What I loved about Alex is how much he didn’t let his diagnosis define him. It empowered him. He was the total opposite of who I once was. He was someone I immediately said I wanted to be more like.

On April 8, 2015, Alex passed away after a 19-month battle with gastric cancer at the young age of 32.  

I was devastated. And still am.

Before CureWear’s launch party in February I knew he wasn't doing so well, but I had hope. He was such an optimistic, motivated, and passionate person that I was sure he was determined to beat this. He had no fear, only warmth and excitement for what was to come.

On Sunday afternoon, I Google mapped my way to Queens, got on the E train and was on my way blasting the #MyCureWear Spotify playlist I had made for the CureWear launch party. Halfway through the ride, I switched out of my comfortable J.Crew flats into my slightly uncomfortable but better looking black wedges. I observed two other girls do the same one stop before I was getting off and felt a sense of camaraderie. It was clear we were all heading to the same place. As I attended Alex’s memorial service I was surrounded by over 150 people, most in their early 30s.

It's something I've never experienced before.
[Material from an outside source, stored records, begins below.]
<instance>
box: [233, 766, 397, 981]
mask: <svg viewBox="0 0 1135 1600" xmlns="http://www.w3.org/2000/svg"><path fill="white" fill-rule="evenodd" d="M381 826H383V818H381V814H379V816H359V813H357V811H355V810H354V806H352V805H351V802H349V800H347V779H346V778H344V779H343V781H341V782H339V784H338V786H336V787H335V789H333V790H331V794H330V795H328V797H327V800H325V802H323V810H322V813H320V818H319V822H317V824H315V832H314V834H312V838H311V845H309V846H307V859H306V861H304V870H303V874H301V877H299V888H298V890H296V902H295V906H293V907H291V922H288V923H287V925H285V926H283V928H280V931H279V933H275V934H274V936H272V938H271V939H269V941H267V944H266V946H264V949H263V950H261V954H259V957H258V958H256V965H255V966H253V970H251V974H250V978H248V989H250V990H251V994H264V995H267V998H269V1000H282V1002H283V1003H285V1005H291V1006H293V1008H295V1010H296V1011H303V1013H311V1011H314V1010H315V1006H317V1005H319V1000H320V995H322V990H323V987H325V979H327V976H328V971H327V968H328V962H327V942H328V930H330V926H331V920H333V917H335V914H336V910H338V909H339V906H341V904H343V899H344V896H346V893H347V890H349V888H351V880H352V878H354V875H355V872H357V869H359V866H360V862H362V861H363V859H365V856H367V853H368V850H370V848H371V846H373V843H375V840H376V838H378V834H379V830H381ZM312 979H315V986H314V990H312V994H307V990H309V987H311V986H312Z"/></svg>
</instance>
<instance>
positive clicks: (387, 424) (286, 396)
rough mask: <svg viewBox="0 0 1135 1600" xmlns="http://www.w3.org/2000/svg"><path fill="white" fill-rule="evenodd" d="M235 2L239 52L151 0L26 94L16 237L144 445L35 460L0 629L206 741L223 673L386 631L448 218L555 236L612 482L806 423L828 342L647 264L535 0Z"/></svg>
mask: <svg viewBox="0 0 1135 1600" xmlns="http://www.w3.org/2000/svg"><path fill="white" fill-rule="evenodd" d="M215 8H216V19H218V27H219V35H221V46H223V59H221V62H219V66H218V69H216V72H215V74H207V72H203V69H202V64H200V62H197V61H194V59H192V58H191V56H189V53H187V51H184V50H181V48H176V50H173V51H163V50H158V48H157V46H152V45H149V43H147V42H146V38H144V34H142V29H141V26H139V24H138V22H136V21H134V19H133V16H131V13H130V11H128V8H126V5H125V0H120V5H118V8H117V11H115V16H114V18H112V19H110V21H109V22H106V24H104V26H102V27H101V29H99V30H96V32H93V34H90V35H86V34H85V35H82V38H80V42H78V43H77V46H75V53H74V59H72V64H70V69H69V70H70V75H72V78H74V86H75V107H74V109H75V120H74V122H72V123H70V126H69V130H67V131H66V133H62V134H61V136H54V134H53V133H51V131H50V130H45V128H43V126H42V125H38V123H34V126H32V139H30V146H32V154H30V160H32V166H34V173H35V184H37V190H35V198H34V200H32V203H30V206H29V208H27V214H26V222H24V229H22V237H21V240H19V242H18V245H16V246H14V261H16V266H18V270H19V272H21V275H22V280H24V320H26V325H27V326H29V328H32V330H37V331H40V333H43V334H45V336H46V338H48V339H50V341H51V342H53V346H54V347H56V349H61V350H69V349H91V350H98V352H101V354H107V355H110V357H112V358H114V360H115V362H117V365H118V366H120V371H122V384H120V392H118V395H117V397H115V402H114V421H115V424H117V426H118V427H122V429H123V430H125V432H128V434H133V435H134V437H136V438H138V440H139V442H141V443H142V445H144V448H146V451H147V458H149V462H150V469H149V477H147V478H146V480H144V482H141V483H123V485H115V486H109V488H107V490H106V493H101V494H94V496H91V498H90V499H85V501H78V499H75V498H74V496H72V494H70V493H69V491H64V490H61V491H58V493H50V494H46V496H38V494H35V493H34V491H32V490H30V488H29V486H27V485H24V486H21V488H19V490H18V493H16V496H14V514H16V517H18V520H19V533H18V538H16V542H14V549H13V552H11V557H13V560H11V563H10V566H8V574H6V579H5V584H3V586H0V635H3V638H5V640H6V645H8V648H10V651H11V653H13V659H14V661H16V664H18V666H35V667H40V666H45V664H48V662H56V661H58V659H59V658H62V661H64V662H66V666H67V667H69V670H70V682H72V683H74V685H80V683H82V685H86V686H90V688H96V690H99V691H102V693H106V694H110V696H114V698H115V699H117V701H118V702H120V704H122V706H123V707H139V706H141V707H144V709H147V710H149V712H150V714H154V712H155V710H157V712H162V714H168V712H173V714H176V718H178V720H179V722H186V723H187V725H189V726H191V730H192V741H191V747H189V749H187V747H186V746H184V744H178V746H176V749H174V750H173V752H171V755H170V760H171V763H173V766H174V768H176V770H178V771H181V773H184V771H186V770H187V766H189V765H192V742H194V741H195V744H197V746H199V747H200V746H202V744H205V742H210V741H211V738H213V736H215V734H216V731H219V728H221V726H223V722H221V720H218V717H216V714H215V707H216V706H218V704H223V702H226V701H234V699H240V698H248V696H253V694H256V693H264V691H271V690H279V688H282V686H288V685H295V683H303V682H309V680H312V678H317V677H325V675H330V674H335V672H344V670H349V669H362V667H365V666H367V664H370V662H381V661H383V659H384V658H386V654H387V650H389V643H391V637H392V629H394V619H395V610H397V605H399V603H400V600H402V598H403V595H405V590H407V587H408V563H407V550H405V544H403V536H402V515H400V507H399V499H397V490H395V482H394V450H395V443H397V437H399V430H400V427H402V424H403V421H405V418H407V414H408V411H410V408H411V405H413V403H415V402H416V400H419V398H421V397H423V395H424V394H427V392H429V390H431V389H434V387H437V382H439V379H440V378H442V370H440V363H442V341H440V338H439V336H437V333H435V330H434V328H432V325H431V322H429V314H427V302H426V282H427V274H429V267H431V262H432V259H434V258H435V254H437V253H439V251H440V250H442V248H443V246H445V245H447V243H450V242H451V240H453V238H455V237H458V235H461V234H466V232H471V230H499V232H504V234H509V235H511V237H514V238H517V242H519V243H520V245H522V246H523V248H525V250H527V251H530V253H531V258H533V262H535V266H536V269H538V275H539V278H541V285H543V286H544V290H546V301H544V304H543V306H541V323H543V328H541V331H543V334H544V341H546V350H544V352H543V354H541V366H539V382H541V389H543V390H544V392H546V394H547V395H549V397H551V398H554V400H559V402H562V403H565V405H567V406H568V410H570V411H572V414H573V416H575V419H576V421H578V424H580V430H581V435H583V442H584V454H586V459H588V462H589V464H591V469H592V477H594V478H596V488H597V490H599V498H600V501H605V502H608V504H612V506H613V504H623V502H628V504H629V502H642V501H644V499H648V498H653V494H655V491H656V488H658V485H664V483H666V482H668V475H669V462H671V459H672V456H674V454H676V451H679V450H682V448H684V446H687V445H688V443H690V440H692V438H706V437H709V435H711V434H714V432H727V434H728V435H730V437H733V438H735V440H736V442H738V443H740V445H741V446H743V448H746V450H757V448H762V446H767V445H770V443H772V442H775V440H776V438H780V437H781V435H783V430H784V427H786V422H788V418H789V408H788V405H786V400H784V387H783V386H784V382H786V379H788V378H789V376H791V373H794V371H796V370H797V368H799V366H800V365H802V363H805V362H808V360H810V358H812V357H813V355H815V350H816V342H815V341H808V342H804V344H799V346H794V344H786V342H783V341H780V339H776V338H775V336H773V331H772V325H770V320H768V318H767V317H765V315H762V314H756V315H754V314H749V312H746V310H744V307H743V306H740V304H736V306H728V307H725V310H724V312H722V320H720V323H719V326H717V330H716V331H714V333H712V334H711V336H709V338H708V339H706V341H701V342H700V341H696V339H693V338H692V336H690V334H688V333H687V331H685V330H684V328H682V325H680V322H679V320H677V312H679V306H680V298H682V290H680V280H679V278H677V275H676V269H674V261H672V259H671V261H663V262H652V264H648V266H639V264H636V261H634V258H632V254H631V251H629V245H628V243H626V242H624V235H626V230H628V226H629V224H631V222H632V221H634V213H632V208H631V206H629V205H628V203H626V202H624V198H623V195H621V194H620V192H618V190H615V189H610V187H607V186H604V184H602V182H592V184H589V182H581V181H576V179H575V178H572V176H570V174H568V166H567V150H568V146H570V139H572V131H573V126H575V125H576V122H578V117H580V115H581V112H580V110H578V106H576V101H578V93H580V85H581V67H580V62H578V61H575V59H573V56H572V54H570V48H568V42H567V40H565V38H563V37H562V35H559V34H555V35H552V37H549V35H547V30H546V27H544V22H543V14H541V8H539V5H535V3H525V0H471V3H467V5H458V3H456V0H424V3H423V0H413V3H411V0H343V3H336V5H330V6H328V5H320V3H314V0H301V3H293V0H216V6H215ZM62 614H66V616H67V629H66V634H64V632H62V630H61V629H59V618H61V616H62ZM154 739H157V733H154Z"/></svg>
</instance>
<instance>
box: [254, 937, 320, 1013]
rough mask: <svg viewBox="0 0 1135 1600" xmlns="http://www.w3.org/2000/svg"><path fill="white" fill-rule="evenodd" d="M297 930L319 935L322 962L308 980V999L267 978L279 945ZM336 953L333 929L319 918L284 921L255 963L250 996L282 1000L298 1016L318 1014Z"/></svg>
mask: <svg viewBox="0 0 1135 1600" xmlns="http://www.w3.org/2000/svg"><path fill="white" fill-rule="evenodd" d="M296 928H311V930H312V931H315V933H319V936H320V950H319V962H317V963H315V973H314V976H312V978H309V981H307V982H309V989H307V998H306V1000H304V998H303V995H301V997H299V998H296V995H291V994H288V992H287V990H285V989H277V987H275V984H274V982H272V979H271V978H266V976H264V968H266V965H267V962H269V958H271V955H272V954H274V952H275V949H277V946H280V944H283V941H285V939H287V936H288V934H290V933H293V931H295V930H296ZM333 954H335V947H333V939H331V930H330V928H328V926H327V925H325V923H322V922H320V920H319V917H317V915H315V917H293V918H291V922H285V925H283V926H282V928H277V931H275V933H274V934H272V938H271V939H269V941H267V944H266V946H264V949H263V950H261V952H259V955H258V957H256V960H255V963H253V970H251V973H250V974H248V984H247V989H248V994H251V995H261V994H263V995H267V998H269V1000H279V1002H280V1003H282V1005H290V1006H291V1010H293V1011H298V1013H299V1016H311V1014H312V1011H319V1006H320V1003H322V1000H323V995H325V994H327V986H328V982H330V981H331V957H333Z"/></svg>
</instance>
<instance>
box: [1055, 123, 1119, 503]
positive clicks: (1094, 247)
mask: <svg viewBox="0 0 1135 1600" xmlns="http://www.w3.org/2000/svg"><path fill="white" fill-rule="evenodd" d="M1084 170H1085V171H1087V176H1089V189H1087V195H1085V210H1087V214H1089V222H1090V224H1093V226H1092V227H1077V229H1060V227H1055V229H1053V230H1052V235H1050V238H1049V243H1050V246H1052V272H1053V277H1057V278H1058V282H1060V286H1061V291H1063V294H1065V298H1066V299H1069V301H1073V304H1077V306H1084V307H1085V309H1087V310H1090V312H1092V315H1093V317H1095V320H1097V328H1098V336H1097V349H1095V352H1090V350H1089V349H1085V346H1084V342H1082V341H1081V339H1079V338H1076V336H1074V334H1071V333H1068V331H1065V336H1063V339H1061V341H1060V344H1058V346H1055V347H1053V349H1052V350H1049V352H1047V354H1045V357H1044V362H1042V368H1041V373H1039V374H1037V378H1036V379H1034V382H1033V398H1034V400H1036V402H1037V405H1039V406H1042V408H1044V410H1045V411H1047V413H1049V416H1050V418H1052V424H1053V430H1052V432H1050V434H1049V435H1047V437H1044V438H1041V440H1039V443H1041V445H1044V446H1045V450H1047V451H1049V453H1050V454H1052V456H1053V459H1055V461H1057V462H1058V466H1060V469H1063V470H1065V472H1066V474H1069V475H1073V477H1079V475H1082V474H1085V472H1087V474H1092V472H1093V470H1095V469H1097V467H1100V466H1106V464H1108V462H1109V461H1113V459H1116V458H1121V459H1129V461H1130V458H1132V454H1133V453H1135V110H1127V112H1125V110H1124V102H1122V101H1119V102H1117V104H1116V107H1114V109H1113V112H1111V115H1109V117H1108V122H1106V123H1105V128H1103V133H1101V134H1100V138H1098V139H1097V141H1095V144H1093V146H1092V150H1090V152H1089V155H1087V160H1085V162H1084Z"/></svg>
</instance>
I've unfortunately attended many funerals but never for someone so young. His best friend shared many incredible moments in time with Alex and recapped his life in a brilliant manner. He shared how Alex was cooking kale and quinoa before kale and quinoa were kale and quinoa. Such an amazing tidbit knowing how he became vegan when he received his diagnosis, spending much of his time drinking juices from Juice Press, sipping on Essentia alkaline water, and meditating via Headspace to round out his complete healing and mindfulness practices. 

But it was emotional. The whole week was emotional. Alex was one of those really special people that left us far too soon.

After spending the afternoon mourning the loss of Alex, I tried to take in the sunshine, sought balance at a restorative yoga class (something I know Alex loved) at Sacred Sounds Yoga, and sat to eat my favorite dishes at Momofuku Noodle bar.

It's moments in time like this that remind me to take care of me. For you to take care of you. However that looks and works best for you. Work with a coach, hire a therapist, join a group, write, practice yoga, meditate, become vegan -- whatever form of "help" is healing and provides you comfort. 

Spend more time with the people you love. Make sure they know you love them. Surround yourself with people that inspire, motivate, and drive you towards being the best version of yourself.  Don't do anything you hate, whether it’s your job, a fitness class, or attending a group dinner. Do more of what you love because you never know what tomorrow brings.

And while I may not know what tomorrow will bring I know I’ll carry the lessons Alex provided me with.


In loving memory of Alex Niles.  January 18, 1983 – April 8, 2015.